Quantum computing humor: a sticker on a researcher's MacBook touts superposition, one of the weird quantum physics phenomena responsible for quantum computing's abilities.
Google's quantum computer uses 216 channels of coaxial cable to communicate with its qubits. Depending on the research under way, some may be unplugged.
Google quantum computer control lines stretched out for illustration purposes. The coaxial cables are extremely expensive, costing about $1,000 for each 2-foot segment.
Google's quantum computer is fiendishly complex. Each line here transmits electromagnetic signals used to control computation and read data from the qubits that process the data.
Google builds its Sycamore quantum computing chip out of two parts bonded together. At left is the controller interface to communicate with the outside world; at right is the chip element that houses the qubits that do the data processing. If you look closely, you can see the word "Google" made of tiny iridium dots in between.
The top of Google's quantum computer features communication links and equipment to pump liquid helium coolant through the machine.
You can't buy most quantum computer components off the shelf, so Google designs and assembles them, including its Sycamore chip. Here, researcher Jimmy Chen shows how two separate chips -- one to house 54 qubits and the other to control them -- are bonded together.
In a bit of physics humor, Google quantum computing researcher Marissa Giustina wears earrings that are a matched pair of the "bra-ket" notation used in quantum physics: |>
Google hopes to miniaturize elements like this communication control board used to send signals to qubits. Miniaturization will be necessary as the number of qubits increases.
Google's Sycamore quantum computing chip has 54 qubits in a two-dimensional array. Running a program on the chip means changing the configuration of the qubits.

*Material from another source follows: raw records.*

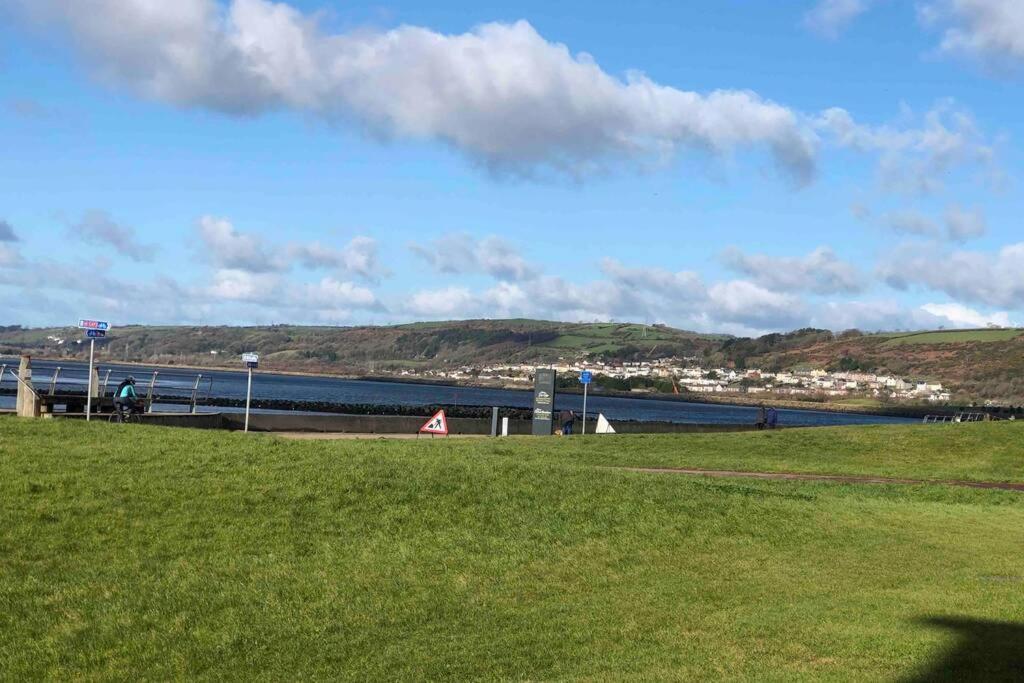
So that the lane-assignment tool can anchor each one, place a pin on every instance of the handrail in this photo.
(28, 385)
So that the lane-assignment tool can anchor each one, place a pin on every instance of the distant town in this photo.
(686, 376)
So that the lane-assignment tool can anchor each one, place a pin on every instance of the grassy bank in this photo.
(156, 553)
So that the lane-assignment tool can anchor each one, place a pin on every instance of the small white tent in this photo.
(603, 426)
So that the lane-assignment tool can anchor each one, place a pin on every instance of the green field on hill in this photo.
(154, 553)
(955, 337)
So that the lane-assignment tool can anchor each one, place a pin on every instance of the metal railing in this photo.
(955, 419)
(53, 383)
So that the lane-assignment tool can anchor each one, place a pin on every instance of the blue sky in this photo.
(722, 166)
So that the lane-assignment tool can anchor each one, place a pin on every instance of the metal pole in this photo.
(88, 391)
(148, 397)
(584, 433)
(249, 393)
(196, 389)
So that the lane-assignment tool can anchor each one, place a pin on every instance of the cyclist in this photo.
(125, 396)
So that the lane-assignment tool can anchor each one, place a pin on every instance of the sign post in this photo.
(93, 330)
(252, 363)
(435, 425)
(544, 400)
(585, 379)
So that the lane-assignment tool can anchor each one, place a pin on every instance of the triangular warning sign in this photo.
(603, 426)
(435, 425)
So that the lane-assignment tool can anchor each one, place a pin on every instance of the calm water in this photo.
(265, 385)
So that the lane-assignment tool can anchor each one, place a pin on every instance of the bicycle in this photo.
(125, 415)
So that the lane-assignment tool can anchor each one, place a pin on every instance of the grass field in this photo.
(954, 336)
(148, 553)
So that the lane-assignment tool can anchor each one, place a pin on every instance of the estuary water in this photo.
(224, 384)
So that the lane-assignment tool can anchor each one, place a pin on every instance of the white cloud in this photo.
(357, 257)
(963, 224)
(462, 253)
(9, 257)
(442, 303)
(989, 280)
(97, 227)
(501, 93)
(7, 231)
(753, 305)
(684, 286)
(820, 271)
(962, 316)
(910, 222)
(231, 250)
(916, 157)
(241, 285)
(828, 17)
(989, 30)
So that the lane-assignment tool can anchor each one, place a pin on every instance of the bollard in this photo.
(28, 399)
(148, 394)
(195, 390)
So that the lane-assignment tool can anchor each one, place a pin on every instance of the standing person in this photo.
(566, 417)
(125, 396)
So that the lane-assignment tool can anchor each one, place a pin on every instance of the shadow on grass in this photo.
(982, 651)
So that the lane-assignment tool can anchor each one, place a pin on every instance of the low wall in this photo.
(390, 424)
(387, 424)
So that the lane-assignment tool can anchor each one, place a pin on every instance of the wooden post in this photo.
(28, 399)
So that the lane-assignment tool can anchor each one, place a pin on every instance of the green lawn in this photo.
(148, 553)
(954, 336)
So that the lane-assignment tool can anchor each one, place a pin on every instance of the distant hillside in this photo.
(421, 345)
(978, 364)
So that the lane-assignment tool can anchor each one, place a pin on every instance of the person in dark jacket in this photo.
(125, 396)
(566, 418)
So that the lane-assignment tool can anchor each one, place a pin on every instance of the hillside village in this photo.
(685, 376)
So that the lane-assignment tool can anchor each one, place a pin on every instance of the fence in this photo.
(56, 384)
(960, 417)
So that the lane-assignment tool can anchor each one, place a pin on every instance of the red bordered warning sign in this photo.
(435, 425)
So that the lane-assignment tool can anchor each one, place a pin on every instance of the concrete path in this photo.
(839, 478)
(332, 436)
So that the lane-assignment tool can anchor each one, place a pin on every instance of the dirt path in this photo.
(839, 478)
(332, 436)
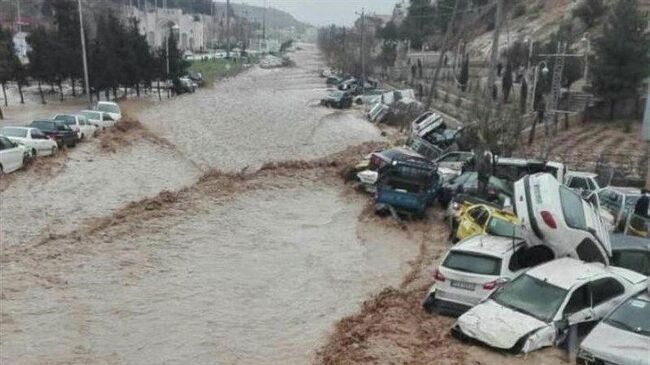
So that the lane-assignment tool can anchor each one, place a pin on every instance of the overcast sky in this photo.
(324, 12)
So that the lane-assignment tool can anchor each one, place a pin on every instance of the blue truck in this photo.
(407, 186)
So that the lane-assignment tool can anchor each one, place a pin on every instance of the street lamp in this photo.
(545, 72)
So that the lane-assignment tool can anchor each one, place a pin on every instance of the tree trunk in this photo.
(4, 93)
(40, 91)
(60, 90)
(531, 136)
(612, 108)
(20, 92)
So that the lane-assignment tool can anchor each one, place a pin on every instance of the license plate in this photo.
(463, 285)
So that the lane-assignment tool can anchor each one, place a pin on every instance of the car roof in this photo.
(582, 174)
(625, 190)
(567, 272)
(622, 241)
(487, 245)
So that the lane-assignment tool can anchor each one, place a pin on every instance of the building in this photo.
(155, 24)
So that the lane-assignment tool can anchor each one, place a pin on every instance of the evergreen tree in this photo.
(622, 54)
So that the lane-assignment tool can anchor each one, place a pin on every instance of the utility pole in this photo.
(18, 16)
(83, 55)
(264, 26)
(362, 54)
(445, 46)
(228, 29)
(492, 74)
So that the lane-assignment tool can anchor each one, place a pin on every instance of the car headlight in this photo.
(585, 355)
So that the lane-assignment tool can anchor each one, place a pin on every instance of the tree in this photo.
(9, 62)
(464, 74)
(40, 66)
(622, 54)
(506, 82)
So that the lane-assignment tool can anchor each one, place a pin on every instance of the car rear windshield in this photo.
(44, 126)
(473, 263)
(14, 132)
(503, 228)
(67, 119)
(92, 115)
(633, 316)
(573, 208)
(109, 108)
(531, 296)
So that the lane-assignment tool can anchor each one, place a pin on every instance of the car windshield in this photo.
(473, 263)
(500, 227)
(109, 108)
(14, 132)
(573, 208)
(92, 115)
(633, 315)
(67, 119)
(531, 296)
(44, 126)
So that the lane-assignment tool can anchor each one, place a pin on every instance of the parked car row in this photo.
(543, 256)
(44, 137)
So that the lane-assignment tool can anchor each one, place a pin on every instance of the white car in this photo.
(78, 123)
(540, 307)
(583, 183)
(616, 203)
(110, 108)
(622, 337)
(475, 267)
(12, 156)
(99, 119)
(551, 214)
(36, 142)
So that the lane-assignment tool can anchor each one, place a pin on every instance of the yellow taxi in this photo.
(485, 219)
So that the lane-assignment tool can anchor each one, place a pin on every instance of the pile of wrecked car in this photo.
(542, 256)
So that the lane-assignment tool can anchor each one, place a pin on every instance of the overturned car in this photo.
(540, 307)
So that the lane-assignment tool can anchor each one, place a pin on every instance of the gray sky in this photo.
(324, 12)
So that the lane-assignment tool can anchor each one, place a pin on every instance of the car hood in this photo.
(496, 325)
(617, 346)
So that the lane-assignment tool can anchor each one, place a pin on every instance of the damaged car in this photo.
(554, 215)
(622, 337)
(541, 306)
(474, 268)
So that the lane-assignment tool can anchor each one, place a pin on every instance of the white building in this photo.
(156, 24)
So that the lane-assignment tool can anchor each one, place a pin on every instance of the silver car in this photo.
(623, 336)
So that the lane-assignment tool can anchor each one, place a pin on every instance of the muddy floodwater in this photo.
(253, 277)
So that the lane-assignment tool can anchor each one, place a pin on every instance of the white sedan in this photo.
(554, 215)
(78, 123)
(36, 142)
(110, 108)
(12, 156)
(99, 119)
(546, 304)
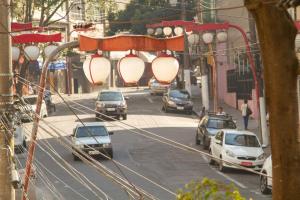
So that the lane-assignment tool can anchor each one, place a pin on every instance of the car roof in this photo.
(91, 124)
(238, 132)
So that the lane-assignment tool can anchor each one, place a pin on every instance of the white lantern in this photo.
(15, 51)
(165, 68)
(96, 69)
(32, 52)
(150, 31)
(208, 38)
(131, 68)
(167, 31)
(178, 30)
(158, 31)
(193, 39)
(222, 36)
(49, 49)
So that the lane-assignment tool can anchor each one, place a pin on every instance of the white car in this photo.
(239, 147)
(92, 138)
(266, 181)
(27, 113)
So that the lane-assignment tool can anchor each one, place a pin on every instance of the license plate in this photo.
(93, 152)
(247, 164)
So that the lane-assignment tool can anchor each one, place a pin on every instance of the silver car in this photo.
(92, 138)
(111, 103)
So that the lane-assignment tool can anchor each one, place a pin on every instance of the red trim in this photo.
(36, 38)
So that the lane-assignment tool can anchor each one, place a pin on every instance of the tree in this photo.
(276, 31)
(138, 13)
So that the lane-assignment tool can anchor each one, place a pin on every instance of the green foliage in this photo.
(208, 189)
(138, 13)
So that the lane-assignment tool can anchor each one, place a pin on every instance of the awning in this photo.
(131, 42)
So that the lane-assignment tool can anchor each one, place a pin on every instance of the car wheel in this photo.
(197, 140)
(211, 160)
(75, 158)
(221, 166)
(264, 185)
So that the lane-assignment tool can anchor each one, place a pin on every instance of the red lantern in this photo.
(96, 69)
(131, 68)
(165, 68)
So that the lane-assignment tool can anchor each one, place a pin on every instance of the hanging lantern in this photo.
(32, 52)
(165, 68)
(193, 39)
(222, 36)
(208, 38)
(178, 30)
(131, 68)
(150, 31)
(158, 31)
(96, 69)
(49, 49)
(15, 53)
(167, 31)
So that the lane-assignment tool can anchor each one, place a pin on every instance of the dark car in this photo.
(177, 100)
(210, 125)
(111, 103)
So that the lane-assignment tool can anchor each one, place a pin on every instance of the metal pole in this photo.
(214, 77)
(6, 100)
(38, 110)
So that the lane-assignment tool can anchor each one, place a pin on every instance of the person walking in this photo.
(246, 112)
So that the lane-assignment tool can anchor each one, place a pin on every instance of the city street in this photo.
(163, 164)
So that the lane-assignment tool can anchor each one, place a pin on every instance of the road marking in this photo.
(150, 100)
(226, 176)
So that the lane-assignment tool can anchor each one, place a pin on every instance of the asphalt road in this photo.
(163, 164)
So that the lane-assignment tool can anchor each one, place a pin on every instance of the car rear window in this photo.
(91, 131)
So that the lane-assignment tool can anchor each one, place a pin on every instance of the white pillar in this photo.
(187, 80)
(263, 121)
(204, 91)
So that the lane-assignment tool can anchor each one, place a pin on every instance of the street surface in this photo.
(163, 164)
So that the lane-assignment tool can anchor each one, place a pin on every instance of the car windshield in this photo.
(241, 140)
(220, 124)
(91, 131)
(110, 96)
(179, 94)
(30, 100)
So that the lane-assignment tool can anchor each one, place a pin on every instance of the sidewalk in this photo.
(236, 115)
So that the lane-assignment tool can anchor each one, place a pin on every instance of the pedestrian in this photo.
(246, 112)
(220, 111)
(202, 113)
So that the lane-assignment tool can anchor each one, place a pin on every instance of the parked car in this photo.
(177, 100)
(266, 181)
(238, 147)
(111, 103)
(209, 125)
(159, 88)
(92, 138)
(19, 138)
(27, 110)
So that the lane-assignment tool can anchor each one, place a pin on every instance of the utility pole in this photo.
(262, 104)
(203, 66)
(6, 99)
(185, 73)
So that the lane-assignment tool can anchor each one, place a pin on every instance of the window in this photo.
(241, 140)
(91, 131)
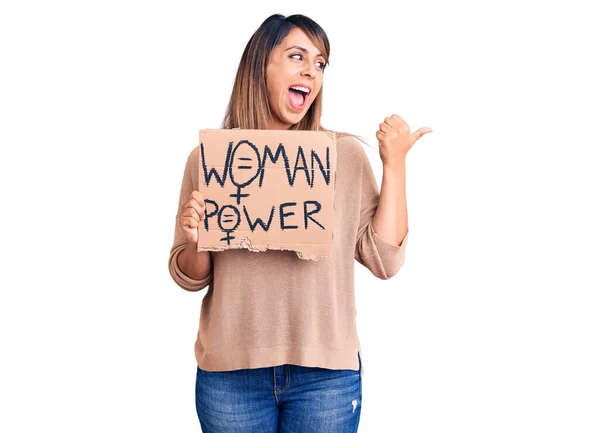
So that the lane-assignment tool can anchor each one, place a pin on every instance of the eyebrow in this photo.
(304, 50)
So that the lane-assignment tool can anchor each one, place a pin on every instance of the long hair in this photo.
(248, 106)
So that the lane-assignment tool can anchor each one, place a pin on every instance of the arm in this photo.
(190, 269)
(391, 218)
(380, 251)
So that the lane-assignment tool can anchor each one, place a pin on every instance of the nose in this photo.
(310, 70)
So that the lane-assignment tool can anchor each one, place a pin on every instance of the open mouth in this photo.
(298, 96)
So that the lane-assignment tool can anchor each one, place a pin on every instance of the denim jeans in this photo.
(282, 399)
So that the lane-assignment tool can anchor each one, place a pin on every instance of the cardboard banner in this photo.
(267, 189)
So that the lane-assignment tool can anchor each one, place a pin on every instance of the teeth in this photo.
(300, 88)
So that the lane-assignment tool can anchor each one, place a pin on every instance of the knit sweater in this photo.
(270, 308)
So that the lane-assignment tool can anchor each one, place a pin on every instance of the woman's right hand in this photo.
(191, 216)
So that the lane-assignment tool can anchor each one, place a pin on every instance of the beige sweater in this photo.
(269, 308)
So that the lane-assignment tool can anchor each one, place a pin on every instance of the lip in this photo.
(303, 85)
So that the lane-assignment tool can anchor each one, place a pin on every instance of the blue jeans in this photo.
(282, 399)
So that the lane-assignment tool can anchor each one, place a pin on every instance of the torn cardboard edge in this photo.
(274, 152)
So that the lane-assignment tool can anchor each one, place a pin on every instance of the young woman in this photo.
(277, 346)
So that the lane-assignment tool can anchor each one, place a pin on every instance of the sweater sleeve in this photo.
(189, 184)
(382, 258)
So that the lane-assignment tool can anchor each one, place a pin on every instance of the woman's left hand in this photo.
(395, 140)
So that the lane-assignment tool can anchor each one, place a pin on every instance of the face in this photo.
(295, 62)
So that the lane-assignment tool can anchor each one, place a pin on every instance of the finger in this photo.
(384, 127)
(420, 132)
(191, 213)
(190, 222)
(198, 207)
(196, 195)
(403, 126)
(392, 122)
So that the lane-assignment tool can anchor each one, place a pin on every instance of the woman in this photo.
(277, 347)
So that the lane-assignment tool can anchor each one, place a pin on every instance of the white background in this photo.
(492, 325)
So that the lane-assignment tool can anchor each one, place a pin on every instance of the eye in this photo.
(322, 67)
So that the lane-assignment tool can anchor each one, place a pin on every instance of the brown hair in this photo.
(248, 106)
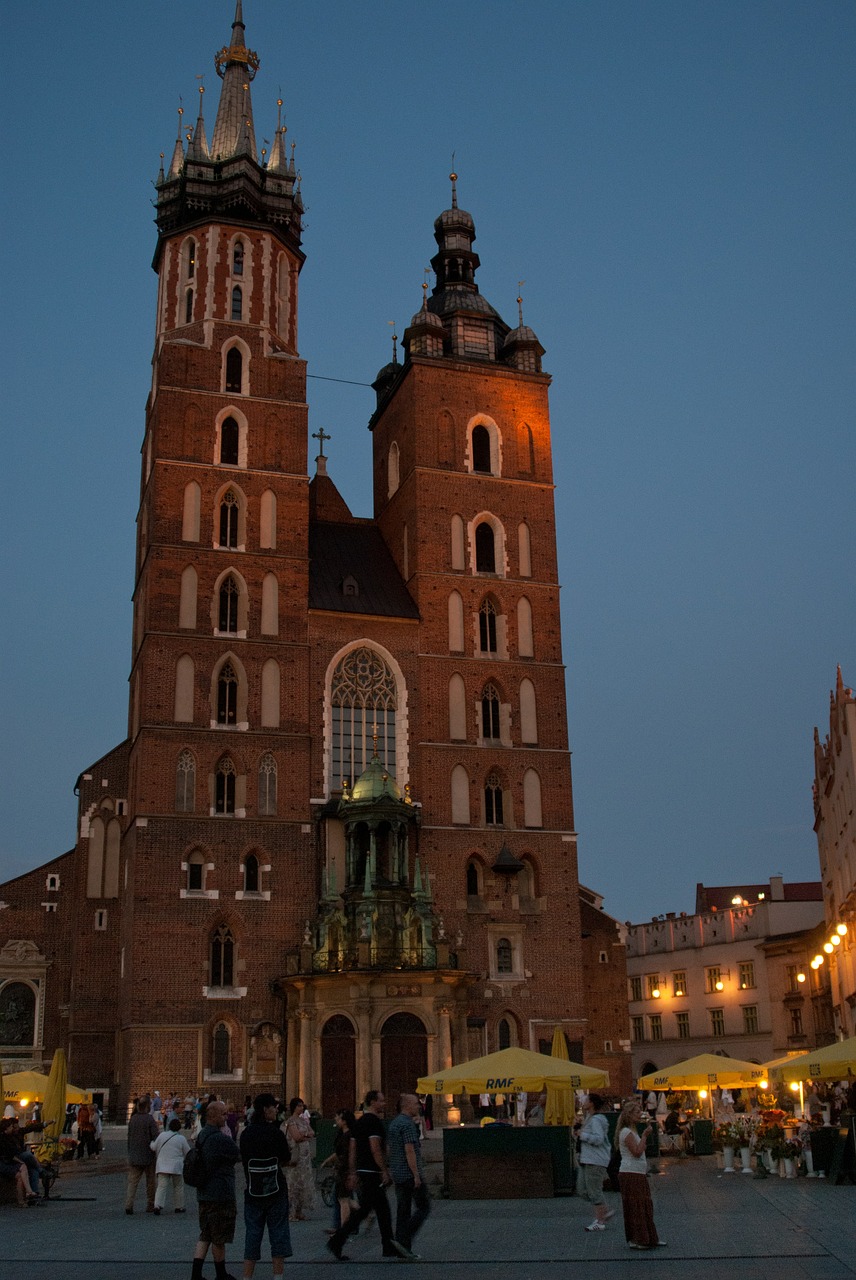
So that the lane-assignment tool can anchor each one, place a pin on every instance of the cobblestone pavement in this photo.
(715, 1226)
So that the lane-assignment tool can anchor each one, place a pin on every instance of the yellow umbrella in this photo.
(704, 1070)
(32, 1086)
(54, 1101)
(832, 1063)
(559, 1105)
(512, 1070)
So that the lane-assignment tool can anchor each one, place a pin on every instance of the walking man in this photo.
(412, 1200)
(216, 1194)
(142, 1132)
(369, 1165)
(264, 1150)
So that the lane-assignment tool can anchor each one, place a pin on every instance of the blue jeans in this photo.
(408, 1219)
(271, 1214)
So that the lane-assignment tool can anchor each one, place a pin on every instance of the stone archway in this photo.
(338, 1065)
(403, 1056)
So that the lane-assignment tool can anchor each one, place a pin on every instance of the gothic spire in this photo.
(236, 65)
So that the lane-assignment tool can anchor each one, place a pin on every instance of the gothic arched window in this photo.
(489, 712)
(228, 611)
(234, 375)
(223, 958)
(485, 548)
(229, 512)
(488, 626)
(268, 786)
(227, 695)
(221, 1056)
(481, 449)
(493, 800)
(364, 699)
(224, 787)
(184, 782)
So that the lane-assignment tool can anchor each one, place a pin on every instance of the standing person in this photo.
(264, 1151)
(142, 1132)
(412, 1200)
(301, 1175)
(216, 1196)
(636, 1202)
(85, 1130)
(594, 1159)
(170, 1147)
(367, 1162)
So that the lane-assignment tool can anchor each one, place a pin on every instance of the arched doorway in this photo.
(338, 1065)
(403, 1056)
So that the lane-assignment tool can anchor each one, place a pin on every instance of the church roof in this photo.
(352, 571)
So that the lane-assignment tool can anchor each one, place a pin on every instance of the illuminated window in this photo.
(750, 1019)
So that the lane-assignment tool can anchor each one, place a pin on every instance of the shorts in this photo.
(593, 1182)
(218, 1221)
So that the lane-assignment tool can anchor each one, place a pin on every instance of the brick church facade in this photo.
(337, 849)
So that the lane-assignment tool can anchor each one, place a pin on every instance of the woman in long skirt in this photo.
(632, 1179)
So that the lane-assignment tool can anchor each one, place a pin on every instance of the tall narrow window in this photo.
(493, 800)
(485, 548)
(228, 612)
(488, 627)
(481, 449)
(224, 787)
(196, 873)
(490, 712)
(251, 874)
(228, 695)
(184, 782)
(234, 375)
(229, 520)
(221, 1055)
(223, 958)
(364, 699)
(268, 786)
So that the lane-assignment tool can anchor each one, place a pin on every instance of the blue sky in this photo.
(674, 184)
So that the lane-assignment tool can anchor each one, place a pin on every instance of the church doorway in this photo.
(403, 1056)
(338, 1065)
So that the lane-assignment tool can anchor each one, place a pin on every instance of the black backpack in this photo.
(193, 1169)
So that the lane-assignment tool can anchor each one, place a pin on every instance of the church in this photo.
(337, 849)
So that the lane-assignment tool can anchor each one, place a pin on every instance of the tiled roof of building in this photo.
(352, 571)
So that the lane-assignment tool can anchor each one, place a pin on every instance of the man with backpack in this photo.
(215, 1192)
(264, 1151)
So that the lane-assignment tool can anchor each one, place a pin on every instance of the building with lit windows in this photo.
(733, 978)
(337, 848)
(834, 823)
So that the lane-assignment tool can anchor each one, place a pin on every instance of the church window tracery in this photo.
(227, 695)
(364, 700)
(224, 787)
(268, 786)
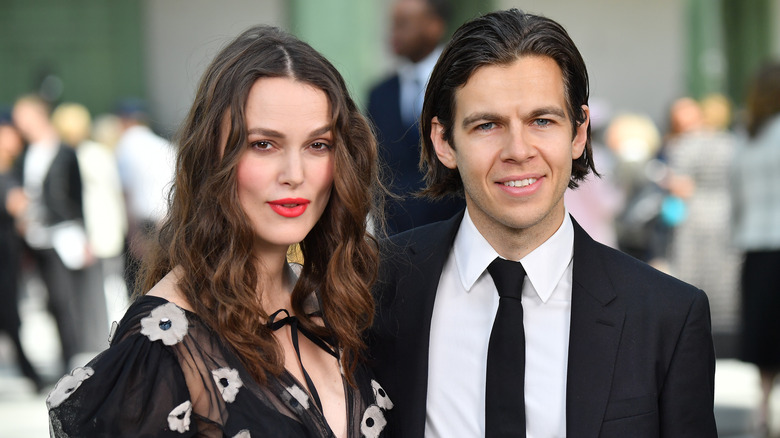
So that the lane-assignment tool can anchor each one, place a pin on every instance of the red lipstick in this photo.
(289, 207)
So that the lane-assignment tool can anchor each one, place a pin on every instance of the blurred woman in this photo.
(228, 338)
(756, 207)
(13, 202)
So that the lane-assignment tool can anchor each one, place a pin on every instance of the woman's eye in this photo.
(261, 145)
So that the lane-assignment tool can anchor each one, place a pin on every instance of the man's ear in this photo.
(444, 151)
(581, 135)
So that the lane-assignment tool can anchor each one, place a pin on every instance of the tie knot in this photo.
(508, 277)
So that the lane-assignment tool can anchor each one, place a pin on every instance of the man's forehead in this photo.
(497, 82)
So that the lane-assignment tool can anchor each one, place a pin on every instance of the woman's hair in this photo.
(763, 100)
(208, 237)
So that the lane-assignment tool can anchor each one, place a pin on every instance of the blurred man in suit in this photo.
(418, 27)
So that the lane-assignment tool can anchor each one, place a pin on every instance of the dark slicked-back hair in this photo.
(498, 38)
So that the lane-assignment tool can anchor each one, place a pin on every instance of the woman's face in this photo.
(285, 173)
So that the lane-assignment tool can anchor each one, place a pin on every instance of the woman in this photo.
(227, 342)
(756, 205)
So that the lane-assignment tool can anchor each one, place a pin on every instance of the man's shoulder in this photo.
(629, 273)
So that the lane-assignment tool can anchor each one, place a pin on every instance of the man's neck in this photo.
(515, 243)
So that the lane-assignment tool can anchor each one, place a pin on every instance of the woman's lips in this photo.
(289, 207)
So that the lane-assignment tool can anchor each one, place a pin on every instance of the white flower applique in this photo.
(299, 396)
(167, 323)
(179, 418)
(228, 382)
(382, 400)
(67, 385)
(374, 420)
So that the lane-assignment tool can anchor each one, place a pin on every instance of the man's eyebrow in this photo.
(547, 111)
(480, 117)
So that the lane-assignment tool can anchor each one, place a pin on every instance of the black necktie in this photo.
(505, 394)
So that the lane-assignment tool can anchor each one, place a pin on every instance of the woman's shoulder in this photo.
(167, 288)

This sculpture symbolizes the different states of the qubits with different layers as time passes.
Google expects to improve quantum computers dramatically by increasing the number of data-processing qubits and by reducing errors.
Special hardware is used to read the state of the qubits at the end of a quantum computing calculation.
Communicating with a quantum computer's qubits involves sending very tightly controlled electrical pulses, visible here in the oscilliscope display above, down wires that link directly to the quantum computing processor.
A screen demonstrates the actual data-processing instructions sent to Google's quantum computer.
Google's quantum computing lab adorns the company logo with the |> notation used in quantum physics.